Line Spectra may have burst onto the Canadian pop scene from the west side of Montreal, but just listen to City Stars and you’ll see that the entire metropolis is their muse. Languid and dreamy, the track has a sparkle and drawl similar to a Rilo Kiley tune. I’ll never leave the city I call home, sings Vanessa Morelli. And then she repeats it in French, like a true Quebecer. Summer, Oh Wait! is more upbeat fare, a percussive jumble of guitars, keys, drums and handclaps. It’s the kind of catchy, wistful, and kinetic song that’s meant for driving with the windows down and the volume up. Line Spectra’s jangly indie pop continues with Choosing Sides, a coursing melody where guitars growl, keys hammer out an insistent line and drums keep it all moving forward. These three femmes are doing their city proud. Bravo, mademoiselles.
Jules Larson used to be front-woman for the LA band Overnight Lows before striking it out on her own a few years ago. And so far, singledom’s been good to Larson. Her songs have made their way onto Kellogg’s commercials, shows like Army Wives, One Tree Hill and Grey’s Anatomy. There’s something about her soulful pop that works just as well on the army base as it does in the emergency room. My Little Drum is an easy and lithe melody reminiscent of the music of Brett Dennan or Jack Johnson. But don’t let the sunshine fool you, Larson is a bit of a hellcat. In the slinky, soulful Raise A Little Hell, she purrs, You’ve gotta raise a little hell to get to heaven. And on I Want It All she does just that, conjuring up a ˜60s rock-soul revival with reverb drenched guitars, tambourines and bleating sax. Raising hell never sounded so heavenly.
Take Carol Channing, Joanna Newsom and some old wire recordings from the 1940s and you’ll be able to somewhat approximate the antique indie pop of Bella Ruse. Led by the whimsical warble of singer Kay Gillette, the Minneapolis band makes strange bedfellows out of their instrumentation, mixing glockenspiel with piano, guitar, kazoo and typewriter. The music that emerges is jaunty, teasing and a little magical. Gumption & Guts bounces along with kazoo chasing piano, as Gillette declares, This hell I’m living is no worse than knowing / That I just never had the gumption or the guts to try. Romantic satisfaction continues to evade the songstress on Complicated Rhythm, a quirky hodgepodge of tambourine, guitar, piano, trumpet and (again) typewriter that punctuates each lovelorn sentiment with a cheerful ding. There’s a lot to love about Bella Ruse, if you’ve got the gumption and the guts to try them out.
Marie Hines is a purveyor of rosy piano melodies, a feminine counterpoint to songwriter Adam Young of Owl City. Both write songs steeped in hope and whimsy, viewing the world around them with a mix of wide-eyed wonder and sensitivity. Hines, however, steers her songs into chamber pop territory, mixing piano with violin, cello, guitar and drums. Worth The Fight is an orchestra of optimism, where Hines promises the listener that there are Bigger pictures to paint / More horizons to chase. In Wrapped Up In Love she switches gears for a sweet shuffle somewhere between Sara Bareilles and Natasha Bedingfield. Like Young, Hines also has a song called Fireflies. Hers blends the high twinkle of piano with the low croon of cello for a swooning, moonlit melody. Hines has plenty of horizons left to chase, and they’re sure to be just as lovely. Stick around for the joy ride.
When big Britpop bands like Coldplay or Elbow play”even in huge arenas”you can often hear a pin drop.
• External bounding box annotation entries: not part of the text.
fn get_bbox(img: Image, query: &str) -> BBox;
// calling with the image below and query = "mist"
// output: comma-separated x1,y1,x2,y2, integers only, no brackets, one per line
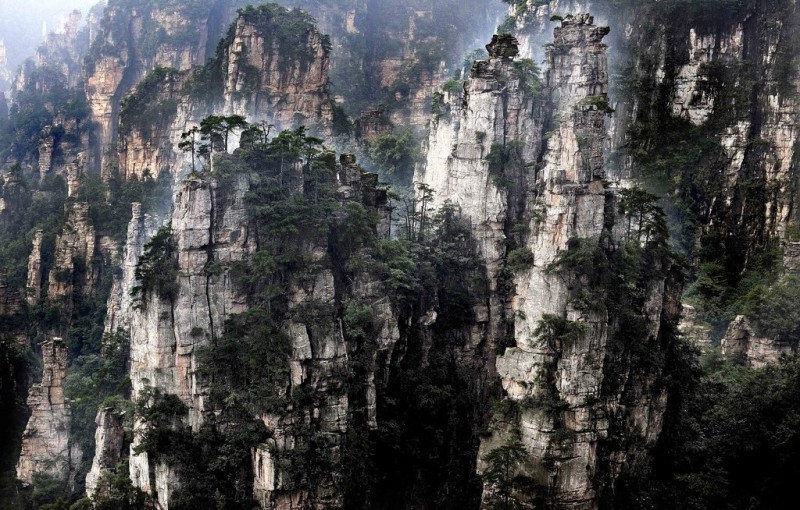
0,0,100,79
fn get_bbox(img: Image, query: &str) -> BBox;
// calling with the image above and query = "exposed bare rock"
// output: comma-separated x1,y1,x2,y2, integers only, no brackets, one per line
223,11,332,130
86,408,125,496
119,4,333,182
25,229,44,305
128,167,254,509
415,14,680,509
105,202,161,333
47,202,97,308
678,304,711,351
17,338,81,485
783,243,800,273
0,268,22,317
722,315,797,368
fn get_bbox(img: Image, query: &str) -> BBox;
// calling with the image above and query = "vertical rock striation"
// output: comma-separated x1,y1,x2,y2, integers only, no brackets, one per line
17,338,81,485
129,168,254,508
47,202,98,306
416,15,680,509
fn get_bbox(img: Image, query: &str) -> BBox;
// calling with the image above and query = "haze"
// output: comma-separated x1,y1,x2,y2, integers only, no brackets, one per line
0,0,99,74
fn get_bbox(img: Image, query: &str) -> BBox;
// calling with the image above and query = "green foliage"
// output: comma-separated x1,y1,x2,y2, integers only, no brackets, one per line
577,95,614,115
91,460,146,510
198,115,250,152
31,473,68,510
197,308,292,416
442,80,464,94
331,101,355,136
369,129,419,182
619,186,669,244
461,48,489,78
64,330,130,486
483,438,535,510
0,61,90,162
743,274,800,341
506,247,534,273
217,3,322,71
618,351,800,510
131,227,178,306
486,140,527,190
120,67,178,140
133,387,268,510
514,58,542,99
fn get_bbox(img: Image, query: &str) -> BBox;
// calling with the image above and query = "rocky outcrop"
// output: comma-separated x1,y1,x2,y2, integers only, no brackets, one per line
678,304,712,352
119,5,332,182
0,39,11,90
0,268,22,317
129,167,254,508
253,155,400,510
222,8,332,130
0,91,8,120
86,1,245,174
38,121,89,191
35,10,89,89
47,202,98,306
415,15,680,509
25,229,44,305
105,202,162,333
86,407,125,497
722,315,797,368
17,338,81,485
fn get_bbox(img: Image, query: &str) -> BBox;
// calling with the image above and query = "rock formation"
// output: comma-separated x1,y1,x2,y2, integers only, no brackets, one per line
26,229,44,305
416,15,680,508
722,315,797,368
0,39,11,90
47,202,97,308
86,407,125,496
17,338,81,485
119,6,332,182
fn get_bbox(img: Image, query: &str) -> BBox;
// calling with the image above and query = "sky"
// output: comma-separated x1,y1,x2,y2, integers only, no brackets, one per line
0,0,99,73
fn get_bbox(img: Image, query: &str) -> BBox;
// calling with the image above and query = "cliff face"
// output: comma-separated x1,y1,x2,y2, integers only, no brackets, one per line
418,15,680,508
119,6,332,183
222,11,332,130
17,338,81,485
46,203,97,308
129,169,253,508
85,0,247,169
118,150,397,509
0,39,11,92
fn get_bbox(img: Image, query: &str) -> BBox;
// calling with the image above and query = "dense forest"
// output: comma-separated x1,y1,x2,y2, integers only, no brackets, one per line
0,0,800,510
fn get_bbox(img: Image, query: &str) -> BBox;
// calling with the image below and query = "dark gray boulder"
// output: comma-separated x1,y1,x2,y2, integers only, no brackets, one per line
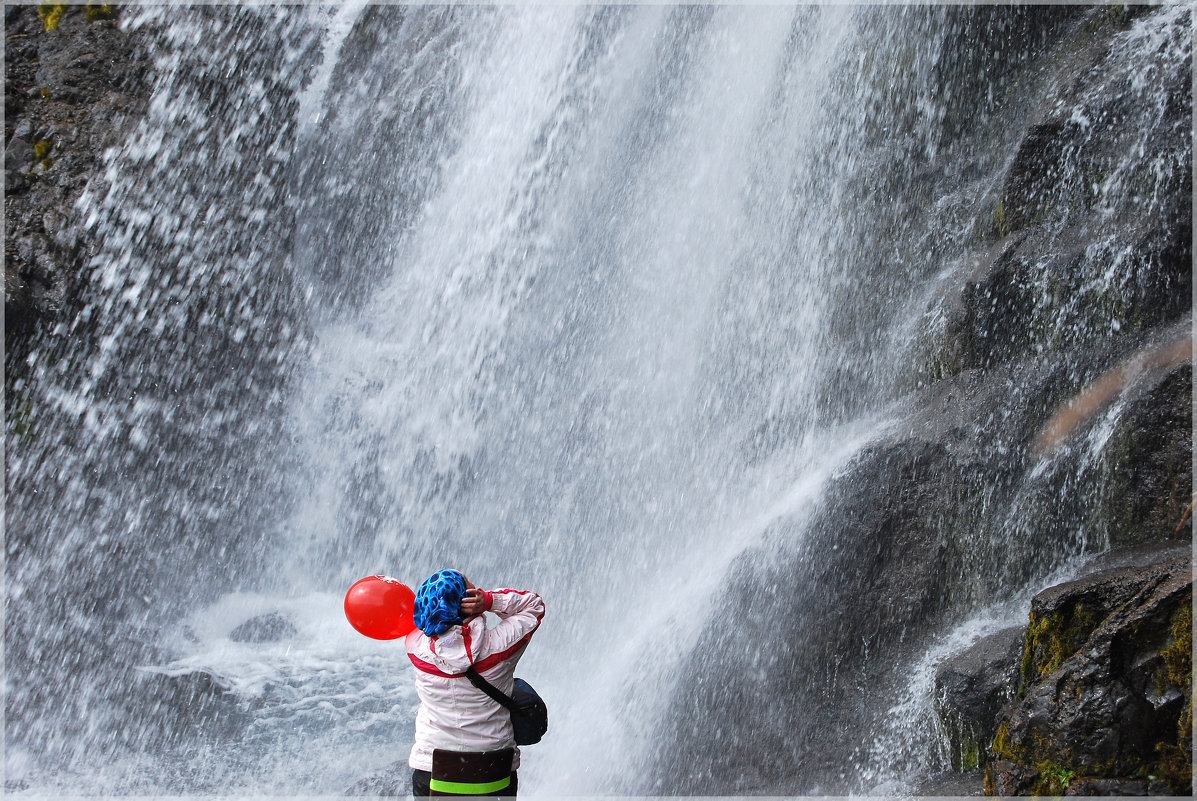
985,548,1192,795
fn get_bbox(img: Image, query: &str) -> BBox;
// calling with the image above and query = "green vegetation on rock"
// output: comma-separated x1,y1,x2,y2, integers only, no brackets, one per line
37,2,67,31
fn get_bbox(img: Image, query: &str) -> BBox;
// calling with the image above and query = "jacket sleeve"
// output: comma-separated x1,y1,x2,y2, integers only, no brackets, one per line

That’s how rapt their audiences are. Somehow the combination of tenderness and melody casts a spell that no one dares to break. Jets Under Fire knows how to enthrall the Britpop way. Their dynamic, emotive music is nothing if not moving. Start with The End of the Western World, where bright blasts of guitar, rattling tambourines and the falsetto croon of singer Jason Poe put your heart on tenterhooks. On the upbeat Voices guitars race for the summit while Poe questions his grip on reality. But it’s Your Own Hands that will really break your heart. The band creates a spacious, dark and still dreamscape where the singer can conjure up a lost summer romance in sharp relief. It’s like Grease for grownups.
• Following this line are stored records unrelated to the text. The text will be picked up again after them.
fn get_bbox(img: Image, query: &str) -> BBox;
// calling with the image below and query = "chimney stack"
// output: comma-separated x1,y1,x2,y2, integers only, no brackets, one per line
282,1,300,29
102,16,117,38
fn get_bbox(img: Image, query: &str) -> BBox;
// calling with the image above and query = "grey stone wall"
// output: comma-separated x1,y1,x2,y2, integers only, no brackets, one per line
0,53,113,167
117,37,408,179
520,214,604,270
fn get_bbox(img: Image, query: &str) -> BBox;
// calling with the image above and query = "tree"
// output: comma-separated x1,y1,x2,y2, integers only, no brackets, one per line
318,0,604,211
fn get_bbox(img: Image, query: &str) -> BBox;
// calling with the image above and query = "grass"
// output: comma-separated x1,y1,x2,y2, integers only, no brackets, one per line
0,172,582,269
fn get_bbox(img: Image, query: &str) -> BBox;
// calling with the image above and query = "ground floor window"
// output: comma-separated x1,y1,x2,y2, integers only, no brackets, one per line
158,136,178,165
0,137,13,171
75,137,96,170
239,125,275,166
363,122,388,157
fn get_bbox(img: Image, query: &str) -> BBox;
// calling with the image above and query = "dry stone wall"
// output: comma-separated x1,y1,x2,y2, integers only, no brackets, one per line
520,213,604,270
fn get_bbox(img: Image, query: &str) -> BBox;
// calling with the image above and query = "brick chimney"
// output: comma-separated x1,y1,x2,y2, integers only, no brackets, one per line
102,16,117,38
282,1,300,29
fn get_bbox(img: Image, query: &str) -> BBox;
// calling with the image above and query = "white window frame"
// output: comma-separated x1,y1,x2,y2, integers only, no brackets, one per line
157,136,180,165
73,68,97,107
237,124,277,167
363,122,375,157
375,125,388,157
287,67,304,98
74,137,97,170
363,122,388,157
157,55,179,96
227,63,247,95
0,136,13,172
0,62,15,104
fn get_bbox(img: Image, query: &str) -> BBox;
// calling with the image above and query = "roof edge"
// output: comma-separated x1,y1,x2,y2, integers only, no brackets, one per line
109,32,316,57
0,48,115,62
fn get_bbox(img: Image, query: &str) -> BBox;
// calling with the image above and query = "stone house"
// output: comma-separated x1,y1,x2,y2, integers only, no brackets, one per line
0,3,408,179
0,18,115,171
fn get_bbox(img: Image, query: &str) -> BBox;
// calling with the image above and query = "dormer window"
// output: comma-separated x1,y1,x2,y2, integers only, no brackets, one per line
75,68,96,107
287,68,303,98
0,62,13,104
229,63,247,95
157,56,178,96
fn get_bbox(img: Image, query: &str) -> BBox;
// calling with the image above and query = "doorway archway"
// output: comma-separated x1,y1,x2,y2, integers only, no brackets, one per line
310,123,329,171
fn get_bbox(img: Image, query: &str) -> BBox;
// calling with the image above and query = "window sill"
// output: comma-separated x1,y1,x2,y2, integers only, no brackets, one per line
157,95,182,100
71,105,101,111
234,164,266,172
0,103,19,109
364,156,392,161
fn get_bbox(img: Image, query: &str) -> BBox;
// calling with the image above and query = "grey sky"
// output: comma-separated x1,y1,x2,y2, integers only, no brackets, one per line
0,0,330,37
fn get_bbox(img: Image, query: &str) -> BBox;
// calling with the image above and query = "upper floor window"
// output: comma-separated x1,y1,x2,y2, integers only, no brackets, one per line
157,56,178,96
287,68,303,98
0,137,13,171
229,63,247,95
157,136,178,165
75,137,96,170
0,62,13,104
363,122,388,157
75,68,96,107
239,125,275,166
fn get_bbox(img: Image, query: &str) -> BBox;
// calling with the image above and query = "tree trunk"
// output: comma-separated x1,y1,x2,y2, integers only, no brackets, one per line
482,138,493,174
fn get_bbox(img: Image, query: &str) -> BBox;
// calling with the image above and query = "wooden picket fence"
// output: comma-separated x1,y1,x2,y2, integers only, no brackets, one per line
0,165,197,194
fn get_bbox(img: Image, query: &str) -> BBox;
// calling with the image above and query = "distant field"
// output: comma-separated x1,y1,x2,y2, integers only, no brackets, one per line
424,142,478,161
“Your Own Hands” – Jets Under Fire
Percussive, soaring, and melodic, the music of Britt Daley is an elixir that’s almost instantly intoxicating. The Florida artist crafts enchanting synth-pop gems that are full of longing and wonder. Never Done This begins with the seductive thump of bass and new-wave synths. It’s a ballad with a beat and a singer who pierces the upper register with clear, bell-like vocals that are a mix of Tori Amos and Kate Bush. Lilly is impossibly romantic, an airborne catharsis of vocals and piano. But our favorite track may have to be the swooning, rhythmic Closer To You. With a chorus that’s more like an incantation, Daley summons you into her dreamy headspace. Bring me closer to you, she pleads. Trust us, after hearing her music, you’ll be echoing the sentiment.